Moreover, external tools like Nextcloud Desktop synchronization may also update the work directory, and those changes must be taken into account too.

In Paperwork, those processes of taking into account changes in the work directory are called “synchronizations”.

Prerequisites

You must understand how openpaperwork_core.Core works and how plugins communicate through the core.

Reference implementation

You can have a look at paperwork_backend.shell_hooks to have some idea of how plugins must handle synchronizations.

Transactions

To get notified of those changes, first, plugins must define a transaction class. This class should inherit paperwork_backend.sync.BaseTransaction:

  • add_doc() is called for each new document

  • del_doc() is called for each deleted document

  • upd_doc() is called for each modified document

  • commit() is called at the end of the sync if everything went well

  • cancel() is called at the end of the sync if something crashed

Synchronization on user actions

For reference, see paperwork_backend.sync.Plugin.transaction_simple().

When the user modifies/create/delete a document, the synchronization process is fairly straightforward. This process is only for changes done to documents by a component inside Paperwork.

The calling code (the one that did the doc modification) calls all the callbacks doc_transaction_start() to collect all the transactions from all the plugins.

It will then call the methods of each transaction objects as required.

caller -> paperwork_backend.sync: transaction_simple()
paperwork_backend.sync -> "plugin A": doc_transaction_start()
paperwork_backend.sync <- "plugin A": returns Plugin A Transaction
paperwork_backend.sync -> "plugin B": doc_transaction_start()
paperwork_backend.sync <- "plugin B": returns Plugin B Transaction
paperwork_backend.sync -> "plugin A": Plugin A Transaction.add_doc()
paperwork_backend.sync -> "plugin B": Plugin B Transaction.add_doc()
paperwork_backend.sync -> "plugin A": Plugin A Transaction.del_doc()
paperwork_backend.sync -> "plugin B": Plugin B Transaction.del_doc()
paperwork_backend.sync -> "plugin A": Plugin A Transaction.commit()
paperwork_backend.sync -> "plugin B": Plugin B Transaction.commit()

Global synchronization

For reference, see paperwork_backend.sync.Plugin.transaction_sync_all().

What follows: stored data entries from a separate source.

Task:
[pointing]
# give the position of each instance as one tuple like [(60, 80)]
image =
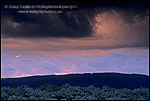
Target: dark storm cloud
[(77, 23)]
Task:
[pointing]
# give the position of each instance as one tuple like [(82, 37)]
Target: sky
[(96, 37)]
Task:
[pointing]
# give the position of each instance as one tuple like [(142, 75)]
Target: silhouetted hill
[(115, 80)]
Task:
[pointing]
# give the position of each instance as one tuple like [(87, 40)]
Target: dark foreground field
[(97, 86), (114, 80), (67, 92)]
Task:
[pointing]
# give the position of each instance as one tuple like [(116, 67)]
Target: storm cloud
[(71, 23)]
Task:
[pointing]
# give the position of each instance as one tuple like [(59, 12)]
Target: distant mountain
[(115, 80)]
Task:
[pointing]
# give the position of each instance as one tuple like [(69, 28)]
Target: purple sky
[(102, 39)]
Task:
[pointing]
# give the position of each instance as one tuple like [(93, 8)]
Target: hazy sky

Global synchronization is run every time paperwork-gtk is started or when paperwork-cli sync is called. Those global synchronizations are here to take into account changes done by third-party software (Nextcloud Desktop, Syncthing, etc).

All sync() methods are called to fetch the synchronization promises from all plugins supporting it.

Document tracker

One of those plugins is paperwork_backend.sync.doctracker. Other plugins can register in doctracker plugin by calling doc_tracker_register(). When sync() will be called, doctracker will take care of:

  • figuring out which documents in the work directory have changed.

  • calling the transactions of all the plugins that registered to it.

== Initialization ==
"plugin A" -> doctracker: doc_tracker_register(transaction factory)
"plugin B" -> doctracker: doc_tracker_register(transaction factory)

== Synchronization ==
"paperwork-cli sync" -> paperwork_backend.sync: transaction_sync_all()
paperwork_backend.sync -> doctracker: sync()
activate doctracker
doctracker -> "plugin A": make transaction
doctracker <- "plugin A": returns Plugin A Transaction()
doctracker -> "plugin B": make transaction
doctracker <- "plugin B": returns Plugin B Transaction()
doctracker -> doctracker: examine work directory
activate doctracker
doctracker -> "plugin A": Plugin A Transaction.add_doc()
doctracker -> "plugin B": Plugin B Transaction.add_doc()
doctracker -> "plugin A": Plugin A Transaction.del_doc()
doctracker -> "plugin B": Plugin B Transaction.del_doc()
doctracker -> "plugin A": Plugin A Transaction.commit()
doctracker -> "plugin B": Plugin B Transaction.commit()
deactivate doctracker
deactivate doctracker

Page tracker

Another plugin used for synchronizations is paperwork_backend.sync.pagetracker. This plugin is useful for other plugins needing to know exactly which pages have changed (OCR plugin, cropping plugin, etc).